In diesen Tagen las ich einen alten Neujahrsgruß, den ich Ihnen heute noch mitgeben möchte: 

„Mögest du in deinem Herzen bewahren die kostbare Erinnerung an die guten Dinge in deinem Leben. – Möge jede gute Gabe in dir wachsen. – Mögest du so viel Freude erleben, dass die, die du liebst, froh werden durch dich. – Und mögen an keinem deiner Feste die fehlen, die dir sagen: Es ist schön, dass du da bist.“ 

„Es ist schön, dass du da bist“, sagen die Eltern zu ihrem neugeborenen Kind. „Es ist schön, dass du da bist“, sagt Gott zu jedem Kind; das wird in der Taufe deutlich. Und dann begleitet Gott jeden von uns das ganze Leben hindurch.
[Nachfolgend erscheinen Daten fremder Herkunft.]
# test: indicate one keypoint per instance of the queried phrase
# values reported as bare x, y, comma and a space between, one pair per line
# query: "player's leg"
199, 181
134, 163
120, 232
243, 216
Der Himmel soll über uns offen bleiben, und die Sonne soll uns Licht und Wärme spenden. Vor allem aber soll sie uns Leben spenden. Dies beschreibt das heutige Evangelium in zwei Bildern: Es öffnet sich der Himmel, und der Geist Gottes schwebt sichtbar herab wie eine Taube. Es ist sozusagen ein Gegenbild des Sterbens, denn so dachten die alten Ägypter: Wenn ein Mensch stirbt, erhebt sich seine Seele wie eine Taube empor zum Himmel, trägt dort den Funken Licht aus dem Herzen des Menschen empor zu den Sternen, und unser Geist verschmilzt mit dem unwandelbaren Licht der Gestirne, wird eins mit dem Glanz der göttlichen Sonne. Dieses Bild heute sagt umgekehrt: Es ist jenseits des Todes das Geschenk Gottes an uns, wirklich zu leben. „Es öffnet sich der Himmel, und der Geist Gottes steigt in Gestalt einer Taube auf ihn herab.“ 


Jesus wird von Johannes getauft. Warum? 

Es geschieht etwas Unerwartetes, Unerhörtes: Jesus, der Sohn Gottes, lässt sich taufen, reiht sich ein in die Schar der Menschen, die von Johannes die Taufe als Zeichen der Umkehr erhalten. So ist es verständlich, dass Johannes sich zunächst weigert. Aber gerade jetzt spricht Jesus sein erstes Wort bei Matthäus – es ist wie ein Programm für seine Sendung, sein ganzes Leben, wie es uns im Laufe des Evangeliums dargestellt wird: „Lass es nur geschehen, denn so ziemt uns, dass wir alle Gerechtigkeit erfüllen.“ „Alle Gerechtigkeit“ – das heißt hier „der Wille Gottes“. Jesus stellt sich mitten unter die Menschen, neben den Täufer, an die Spitze all derer, die seine Botschaft hören, Gottes Willen tun, zu Jungem werden wollen. So zeigt sich Jesus solidarisch mit den Menschen. Und Gott sagt in dem Moment sein volles Ja zu ihm, er gibt seiner Zuneigung Ausdruck. Dass Jesus sich von seinem Vater geliebt weiß, ist die Ausgangsbasis für den weiteren Weg, der ein Weg des Kreuzes werden sollte, ein nicht zu bewältigender Prozess, wenn da nicht das Fundament der Liebe wäre.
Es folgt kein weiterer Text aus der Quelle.